-50- (FİNAL)

41.9K 984 152
                                    

-9 ay sonra-

Gece rüyada mıyım yoksa gerçekte mi ayırt edemez bir şekilde bilincimi yoklarken karnıma giren kasılmayla gerçekte olduğumu anlamıştım. Saat 02.45'ti. Ali'yi uyandırmamak için yataktan yavaşça kalktım. Salona geçip büyümüş karnımı okşarken yavaş yavaş yürüyordum. Kasılmam durduğunda rahatlamış ve koltuğa oturmuştum. Yeni bir kasılma gelecek mi diye beklerken 20 dakika sonra yeniden giren kasılmayla adeta nefesim kesiliyordu. Geçmesini bekleyip yavaş adımlarla Ali'nin yanına gittim. Yatağın kenarına oturup elimi yanağına koydum. Yanındaki hareketle irkilerek uyanıp önce yanındaki boşluğa sonra da diğer tarafında oturan bana döndü.

"Arven! Aşkım! Noldu!? İyi misin!?"

Panikle doğrulduğunda ellerimi göğüslerine koyup sakinleştirmek istercesine tuttum.

"Şşş aşkım sakin ol. Kasılmalarım başladı ama korkma. Henüz 20 dakikada bir geliyor. Annene haber verir misin Lara'nın yanına eve gelsin, biz de hastaneye geçelim."

Söylediklerimi dinledikten sonra uykudan uyanmanın şokundan olacak ki yüzüme 10 saniye kadar bakakaldı.

"Ali..?"

Aniden irkilip yatakta toparlanmaya başlarken bir yandan da konuşuyordu.

"Tamam aşkım ben hemen haber veriyorum."

"Ali sakin ol tamam yok bir şey."

"Tamam tamam ben hemen hallediyorum o iş bende."
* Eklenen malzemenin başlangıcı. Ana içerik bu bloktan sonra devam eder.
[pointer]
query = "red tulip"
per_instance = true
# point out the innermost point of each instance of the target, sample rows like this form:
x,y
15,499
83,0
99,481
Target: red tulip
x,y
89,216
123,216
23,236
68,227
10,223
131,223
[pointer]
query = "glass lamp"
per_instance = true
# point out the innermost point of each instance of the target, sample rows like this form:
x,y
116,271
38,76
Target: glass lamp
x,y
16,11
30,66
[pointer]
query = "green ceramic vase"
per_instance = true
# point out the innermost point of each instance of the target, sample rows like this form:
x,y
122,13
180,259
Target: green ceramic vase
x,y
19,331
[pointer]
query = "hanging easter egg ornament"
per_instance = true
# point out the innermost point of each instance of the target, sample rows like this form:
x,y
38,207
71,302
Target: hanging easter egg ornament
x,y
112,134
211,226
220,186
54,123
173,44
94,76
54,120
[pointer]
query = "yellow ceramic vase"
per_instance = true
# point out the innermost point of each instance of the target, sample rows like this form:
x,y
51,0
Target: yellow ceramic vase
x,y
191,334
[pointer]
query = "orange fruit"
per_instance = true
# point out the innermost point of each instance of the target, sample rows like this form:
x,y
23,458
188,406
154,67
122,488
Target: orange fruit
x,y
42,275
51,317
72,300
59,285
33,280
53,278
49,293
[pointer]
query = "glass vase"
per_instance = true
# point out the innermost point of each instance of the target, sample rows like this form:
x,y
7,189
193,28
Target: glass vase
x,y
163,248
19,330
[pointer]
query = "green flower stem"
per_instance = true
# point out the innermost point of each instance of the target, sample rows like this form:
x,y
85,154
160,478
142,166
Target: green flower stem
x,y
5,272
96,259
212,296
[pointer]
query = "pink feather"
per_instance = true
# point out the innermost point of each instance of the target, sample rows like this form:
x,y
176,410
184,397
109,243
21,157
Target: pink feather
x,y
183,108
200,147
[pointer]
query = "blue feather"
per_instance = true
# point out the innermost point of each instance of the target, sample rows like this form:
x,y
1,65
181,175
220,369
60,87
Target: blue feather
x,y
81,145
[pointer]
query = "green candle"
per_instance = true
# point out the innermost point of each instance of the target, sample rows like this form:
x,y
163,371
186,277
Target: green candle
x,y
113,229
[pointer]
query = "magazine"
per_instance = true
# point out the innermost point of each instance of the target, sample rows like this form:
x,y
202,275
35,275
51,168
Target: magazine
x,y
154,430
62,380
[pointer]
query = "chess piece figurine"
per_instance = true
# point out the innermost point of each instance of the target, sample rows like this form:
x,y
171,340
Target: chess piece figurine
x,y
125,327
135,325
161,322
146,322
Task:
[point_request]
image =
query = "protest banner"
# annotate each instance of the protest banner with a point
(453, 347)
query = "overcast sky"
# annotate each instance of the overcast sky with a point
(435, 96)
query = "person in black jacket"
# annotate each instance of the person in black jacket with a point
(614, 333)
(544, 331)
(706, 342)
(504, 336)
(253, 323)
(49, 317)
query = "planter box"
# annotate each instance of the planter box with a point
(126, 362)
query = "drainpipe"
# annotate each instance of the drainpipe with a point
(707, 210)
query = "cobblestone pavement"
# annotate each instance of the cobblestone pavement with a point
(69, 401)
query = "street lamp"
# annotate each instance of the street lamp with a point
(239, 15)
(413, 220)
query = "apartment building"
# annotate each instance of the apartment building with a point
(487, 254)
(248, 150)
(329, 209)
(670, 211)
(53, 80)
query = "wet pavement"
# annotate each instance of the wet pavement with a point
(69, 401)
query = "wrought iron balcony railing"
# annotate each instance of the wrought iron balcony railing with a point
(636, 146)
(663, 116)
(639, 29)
Evden çıkmak için hazır olduğumuzda Gönül Anne ve Metin Baba da çoktan gelmişti.

Çıkmadan önce Lara'nın yanına gidip saçlarını usulca okşadım ve kokusunu içime çekerek uzun bir öpücük bıraktım. Yatağının yanından ayrılırken gözlerim dolmuştu. Evden gözümdeki birkaç damla yaşla birlikte çıkıyordum.

Hastaneye gidene kadar kasılmalarım artmıştı. Vardığımızda odamıza yatışımız yapıldıktan sonra doktorumuzun gelmesini bekliyorduk. Bu sırada sancılarla birlikte yatakta kıvranıyordum. Odaya giren hemşireye can havliyle konuştum.

"Bari epidural verin ölüyorum ben!"

"Malesef doktorunuz gelmeden biz bir şey yapamayız Arven Hanım."

"Ooğğğffff!"

Can havliyle yatağın korkuluğunu sıkıyordum.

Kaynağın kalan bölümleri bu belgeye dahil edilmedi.